Southwestern New Mexico lies within a complex metallogenic province that records multiple episodes of magmatism and mineralization related to both Laramide age Cu-porphyry systems and younger Paleogene Mo-W deposits. This project examines the geologic evolution and mineralization of mineral deposits in the Cookes Peak, Old Hadley, and Macho districts of Luna and Sierra counties to determine whether their carbonate-replacement and volcanic-epithermal systems formed during a single magmatic-hydrothermal event or reflect multiple and or different mineralizing episodes. These districts are particularly important because they host Pb-Zn-Ag replacement bodies and epithermal veins that may represent the distal expressions of porphyry-related magmatism of the Cookes Peak pluton. In addition to Pb, Zn, and Ag, these mining districts are potential sources of critical minerals including Mo, W, REE, Te, and V.

The study focuses on the Eocene to Miocene magmatism at ca. 40–20 Ma which marks inceptions of extension and formation of additional smaller porphyry and epithermal systems. Existing mapping and limited geochronology suggest a possible relationship among the Cookes Peak, Old Hadley, and Macho districts, but the timing and genetic links among these systems remain poorly constrained. The Cookes Peak granodiorite has a reported K-Ar biotite age of 38.8 ± 1.4 Ma (Loring & Loring, 1980) and the
Fluorite Ridge granodiorite has a reported 40Ar/ 9Ar hornblende date of 38.82 ± 0.57 Ma (McLemore,
2001). However, the Old Hadley and many other intrusive units lack direct and modern geochronologic data. Mineralization at Macho has been attributed to middle-Cenozoic magmatism based on field relations rather than radiometric constraints. To address this uncertainty, this study integrates field observations, petrography, mineralogical and geochemical characterization, and 40Ar/39Ar geochronology to better constrain the timing and relationships of magmatism and mineralization.

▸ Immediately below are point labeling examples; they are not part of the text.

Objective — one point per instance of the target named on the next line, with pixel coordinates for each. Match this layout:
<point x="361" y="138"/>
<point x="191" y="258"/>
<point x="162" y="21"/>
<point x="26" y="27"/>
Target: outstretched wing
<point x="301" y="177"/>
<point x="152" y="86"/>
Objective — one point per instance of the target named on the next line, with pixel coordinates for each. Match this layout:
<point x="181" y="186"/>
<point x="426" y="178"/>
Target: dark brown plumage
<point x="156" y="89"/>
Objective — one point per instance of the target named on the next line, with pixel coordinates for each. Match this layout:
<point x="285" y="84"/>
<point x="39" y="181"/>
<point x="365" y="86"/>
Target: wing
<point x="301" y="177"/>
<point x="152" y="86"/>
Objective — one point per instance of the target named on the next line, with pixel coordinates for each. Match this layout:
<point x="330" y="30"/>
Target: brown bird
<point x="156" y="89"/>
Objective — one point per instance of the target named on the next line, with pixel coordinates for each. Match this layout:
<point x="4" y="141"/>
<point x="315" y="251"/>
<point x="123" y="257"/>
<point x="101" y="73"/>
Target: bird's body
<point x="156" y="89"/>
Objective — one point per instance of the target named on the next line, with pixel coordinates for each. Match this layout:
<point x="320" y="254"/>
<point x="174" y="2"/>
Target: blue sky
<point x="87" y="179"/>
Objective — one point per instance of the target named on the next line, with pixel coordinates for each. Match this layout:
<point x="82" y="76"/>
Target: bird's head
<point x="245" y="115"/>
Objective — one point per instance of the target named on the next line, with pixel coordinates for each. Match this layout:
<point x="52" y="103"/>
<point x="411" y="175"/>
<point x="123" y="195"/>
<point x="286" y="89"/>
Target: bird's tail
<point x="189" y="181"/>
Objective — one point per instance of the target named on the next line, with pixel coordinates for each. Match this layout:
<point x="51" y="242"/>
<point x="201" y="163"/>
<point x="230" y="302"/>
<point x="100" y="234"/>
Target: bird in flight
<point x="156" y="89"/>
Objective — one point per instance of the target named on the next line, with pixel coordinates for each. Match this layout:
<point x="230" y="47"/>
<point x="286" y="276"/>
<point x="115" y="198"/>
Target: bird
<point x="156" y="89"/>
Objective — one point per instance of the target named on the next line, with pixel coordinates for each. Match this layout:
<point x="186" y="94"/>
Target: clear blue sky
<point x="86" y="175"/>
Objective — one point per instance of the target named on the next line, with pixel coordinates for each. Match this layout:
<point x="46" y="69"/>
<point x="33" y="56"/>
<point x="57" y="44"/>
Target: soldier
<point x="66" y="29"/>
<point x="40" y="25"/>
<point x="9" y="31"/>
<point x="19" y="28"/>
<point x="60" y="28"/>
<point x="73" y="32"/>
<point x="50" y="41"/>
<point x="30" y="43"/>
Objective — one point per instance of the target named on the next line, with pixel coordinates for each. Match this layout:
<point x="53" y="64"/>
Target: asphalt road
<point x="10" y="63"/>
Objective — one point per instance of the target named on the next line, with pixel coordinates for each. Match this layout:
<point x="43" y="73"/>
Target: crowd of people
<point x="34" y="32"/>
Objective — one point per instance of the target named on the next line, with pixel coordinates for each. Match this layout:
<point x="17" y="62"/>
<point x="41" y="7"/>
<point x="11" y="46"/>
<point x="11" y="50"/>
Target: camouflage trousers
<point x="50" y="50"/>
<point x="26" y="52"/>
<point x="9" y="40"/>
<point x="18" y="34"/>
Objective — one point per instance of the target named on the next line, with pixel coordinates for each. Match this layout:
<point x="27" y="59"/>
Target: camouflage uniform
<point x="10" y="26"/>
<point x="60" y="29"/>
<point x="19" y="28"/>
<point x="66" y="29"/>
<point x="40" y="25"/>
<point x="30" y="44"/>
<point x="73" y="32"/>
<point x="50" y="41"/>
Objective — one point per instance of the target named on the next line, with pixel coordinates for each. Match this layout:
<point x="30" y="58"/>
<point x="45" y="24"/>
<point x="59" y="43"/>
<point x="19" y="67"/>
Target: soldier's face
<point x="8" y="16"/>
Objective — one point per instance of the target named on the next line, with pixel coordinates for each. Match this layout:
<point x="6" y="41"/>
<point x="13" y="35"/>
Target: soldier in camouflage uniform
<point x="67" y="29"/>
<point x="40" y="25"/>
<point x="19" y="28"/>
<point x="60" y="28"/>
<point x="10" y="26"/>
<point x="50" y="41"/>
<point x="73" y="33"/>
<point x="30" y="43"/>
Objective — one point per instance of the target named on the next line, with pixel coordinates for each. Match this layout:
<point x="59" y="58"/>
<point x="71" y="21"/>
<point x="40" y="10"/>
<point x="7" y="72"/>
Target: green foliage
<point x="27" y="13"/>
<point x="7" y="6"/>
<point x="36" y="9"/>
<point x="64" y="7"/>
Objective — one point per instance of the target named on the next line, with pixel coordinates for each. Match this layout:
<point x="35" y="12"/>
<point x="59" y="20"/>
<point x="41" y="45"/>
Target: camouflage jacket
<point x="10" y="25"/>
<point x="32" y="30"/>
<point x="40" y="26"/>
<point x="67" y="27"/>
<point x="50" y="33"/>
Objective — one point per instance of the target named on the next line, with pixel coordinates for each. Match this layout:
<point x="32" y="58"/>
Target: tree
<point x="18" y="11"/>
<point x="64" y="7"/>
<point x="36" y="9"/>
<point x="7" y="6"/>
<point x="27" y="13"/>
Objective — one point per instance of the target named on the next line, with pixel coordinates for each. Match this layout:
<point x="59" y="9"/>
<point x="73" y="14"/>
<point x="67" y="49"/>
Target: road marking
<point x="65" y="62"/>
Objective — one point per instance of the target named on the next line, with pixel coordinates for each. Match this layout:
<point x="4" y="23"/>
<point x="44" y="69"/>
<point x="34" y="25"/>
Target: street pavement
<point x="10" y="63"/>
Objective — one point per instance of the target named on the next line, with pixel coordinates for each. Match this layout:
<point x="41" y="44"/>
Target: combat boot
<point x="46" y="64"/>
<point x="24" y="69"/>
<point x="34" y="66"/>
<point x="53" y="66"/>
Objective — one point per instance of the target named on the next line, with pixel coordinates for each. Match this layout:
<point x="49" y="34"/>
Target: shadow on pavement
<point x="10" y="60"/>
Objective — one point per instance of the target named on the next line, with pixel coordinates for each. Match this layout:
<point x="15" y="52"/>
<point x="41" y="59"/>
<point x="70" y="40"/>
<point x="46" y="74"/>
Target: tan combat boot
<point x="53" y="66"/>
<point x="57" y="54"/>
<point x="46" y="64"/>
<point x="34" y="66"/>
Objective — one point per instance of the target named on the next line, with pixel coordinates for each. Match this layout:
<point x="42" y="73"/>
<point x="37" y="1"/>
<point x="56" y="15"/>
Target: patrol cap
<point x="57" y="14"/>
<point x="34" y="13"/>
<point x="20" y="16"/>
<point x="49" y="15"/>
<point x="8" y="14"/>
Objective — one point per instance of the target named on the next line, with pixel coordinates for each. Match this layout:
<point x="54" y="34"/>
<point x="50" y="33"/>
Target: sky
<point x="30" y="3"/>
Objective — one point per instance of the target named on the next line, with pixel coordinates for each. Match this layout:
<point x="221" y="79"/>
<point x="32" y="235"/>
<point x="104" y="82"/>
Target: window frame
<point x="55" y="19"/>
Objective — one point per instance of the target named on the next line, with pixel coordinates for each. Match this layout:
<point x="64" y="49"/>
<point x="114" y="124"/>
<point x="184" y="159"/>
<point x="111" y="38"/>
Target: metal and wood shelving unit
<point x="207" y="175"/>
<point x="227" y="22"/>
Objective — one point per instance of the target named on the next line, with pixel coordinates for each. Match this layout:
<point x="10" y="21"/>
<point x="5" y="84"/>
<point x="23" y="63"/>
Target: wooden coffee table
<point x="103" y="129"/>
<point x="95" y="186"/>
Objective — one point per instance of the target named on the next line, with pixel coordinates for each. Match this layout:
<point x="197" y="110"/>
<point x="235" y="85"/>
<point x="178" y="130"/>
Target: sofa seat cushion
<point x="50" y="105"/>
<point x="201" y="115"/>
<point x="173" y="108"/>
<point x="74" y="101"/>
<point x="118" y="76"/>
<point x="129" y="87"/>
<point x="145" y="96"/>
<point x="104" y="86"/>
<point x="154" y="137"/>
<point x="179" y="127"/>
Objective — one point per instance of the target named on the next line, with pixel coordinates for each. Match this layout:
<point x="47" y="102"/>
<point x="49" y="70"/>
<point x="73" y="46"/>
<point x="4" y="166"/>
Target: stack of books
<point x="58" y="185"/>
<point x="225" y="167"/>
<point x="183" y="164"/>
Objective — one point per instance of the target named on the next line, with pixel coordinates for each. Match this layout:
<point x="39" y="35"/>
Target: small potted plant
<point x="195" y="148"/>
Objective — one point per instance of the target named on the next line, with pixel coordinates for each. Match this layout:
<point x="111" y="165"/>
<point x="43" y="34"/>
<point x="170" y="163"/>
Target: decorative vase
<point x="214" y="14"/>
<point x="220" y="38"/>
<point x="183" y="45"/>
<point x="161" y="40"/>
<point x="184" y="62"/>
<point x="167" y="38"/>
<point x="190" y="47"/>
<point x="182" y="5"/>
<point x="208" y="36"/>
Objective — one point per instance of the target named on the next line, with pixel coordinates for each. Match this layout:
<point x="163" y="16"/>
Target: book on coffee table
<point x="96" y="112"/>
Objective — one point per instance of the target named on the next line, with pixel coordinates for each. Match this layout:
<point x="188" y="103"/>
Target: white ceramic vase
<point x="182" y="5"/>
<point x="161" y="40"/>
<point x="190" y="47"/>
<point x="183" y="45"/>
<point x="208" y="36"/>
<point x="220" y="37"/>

​New emplacement ages of the Cookes Peak granodiorite are similar to previous dating attempts. A biotite sample from the summit granodiorite block produced an age of 40.1 ± 0.1 Ma, and a hornblende age from below the summit produced an age of 38.66 ± 0.21 Ma. A biotite age for the extrusive Rubio Peak Formation from the Northern part of the Cooke’s peak districts shows an age of 38.95 ± 0.07 Ma.

Age dating and whole rock geochemistry from the Cookes Peak, Old Hadley, and Macho districts will be used to unravel mineralizing episodes and tectonomagmatic evolution of these magmatic-hydrothermal systems. By comparing intrusion ages, hydrothermal alteration, and mineral formation across the three districts, this research will clarify the role of post-Laramide magmatism in concentrating critical minerals and improve genetic models for carbonate-replacement and epithermal deposits in this underexplored region of southwestern New Mexico.

References:

1. Loring, A. K., and R. B. Loring., 1980. K/Ar Ages of Middle Tertiary Igneous Rocks from Southern New Mexico. Isochron/West A Bulletin of Isotopic Geochronology, vol. 28, pp. 17–20, https://geoinfo.nmt.edu/publications/periodicals/isochronwest/28/iw_v28_p17.pdf.
2. McLemore, V.T., Donahue, K., Breese, M., Jackson, M.L., Arbuckle, J. and Jones, G., 2001. Mineral resource assessment of Luna County, New Mexico. New Mexico Bureau of Geology and Mineral Resources Open-File Report OF-459, p.85.